Many reinforcement learning (RL) problems in the infinite-horizon average-reward setting require optimizing multiple conflicting objectives while satisfying multiple safety constraints. A common approach is concave scalarization, where the agent maximizes a utility f(J^π_{r_1}, \ldots, J^π_{r_M}) subject to a scalarized constraint g(J^π_{c_1}, \ldots, J^π_{c_N}) \ge 0 , where J^π_{r_m} and J^π_{c_n} denote the average-reward and cost under policy π. However, the nonlinearity of f and g introduces bias in policy-gradient and actor-critic methods, since gradients must be evaluated using noisy estimates of J^π, and \mathbb{E}[\partial f(J^π)] \neq \partial f(\mathbb{E}[J^π]), and this bias propagates through both primal and dual updates. We propose an MLMC-based primal-dual Natural Actor-Critic algorithm for average-reward MDPs that controls bias in scalarized objectives, constraint evaluation, and actor-critic estimation without requiring mixing-time knowledge.

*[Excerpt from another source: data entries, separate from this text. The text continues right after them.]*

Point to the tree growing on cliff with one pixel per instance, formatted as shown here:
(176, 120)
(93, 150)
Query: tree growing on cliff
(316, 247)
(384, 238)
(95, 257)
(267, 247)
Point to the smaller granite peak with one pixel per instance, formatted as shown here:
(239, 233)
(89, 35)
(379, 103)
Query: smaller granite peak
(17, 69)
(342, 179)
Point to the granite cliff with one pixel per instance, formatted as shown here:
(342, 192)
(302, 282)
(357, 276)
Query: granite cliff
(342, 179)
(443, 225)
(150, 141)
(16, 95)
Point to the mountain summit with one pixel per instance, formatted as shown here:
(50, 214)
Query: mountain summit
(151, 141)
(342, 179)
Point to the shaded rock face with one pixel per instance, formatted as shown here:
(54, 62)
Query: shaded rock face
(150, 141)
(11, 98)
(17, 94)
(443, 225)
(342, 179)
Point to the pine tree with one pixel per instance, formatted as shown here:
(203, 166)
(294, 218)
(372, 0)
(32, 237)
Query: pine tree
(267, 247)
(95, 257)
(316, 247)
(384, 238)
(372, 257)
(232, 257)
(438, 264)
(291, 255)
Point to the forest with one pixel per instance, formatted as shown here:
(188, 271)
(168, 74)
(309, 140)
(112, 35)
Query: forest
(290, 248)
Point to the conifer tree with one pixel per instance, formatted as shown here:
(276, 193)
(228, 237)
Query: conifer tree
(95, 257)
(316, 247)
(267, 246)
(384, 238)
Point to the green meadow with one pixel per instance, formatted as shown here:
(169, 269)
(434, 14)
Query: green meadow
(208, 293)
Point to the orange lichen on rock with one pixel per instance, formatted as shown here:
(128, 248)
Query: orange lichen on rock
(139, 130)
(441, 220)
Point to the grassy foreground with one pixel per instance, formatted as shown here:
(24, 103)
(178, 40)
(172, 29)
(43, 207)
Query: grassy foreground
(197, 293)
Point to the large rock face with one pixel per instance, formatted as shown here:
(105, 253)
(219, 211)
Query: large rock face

We show that the algorithm achieves optimal global convergence and constraint-violation rates of \tilde{O}(1/\sqrt{T}) . To our knowledge, this is the first result establishing optimal convergence for concave scalarized multi-objective RL in the average-reward setting, both with and without constraints, and the first to do so without mixing-time information even in the absence of scalarization.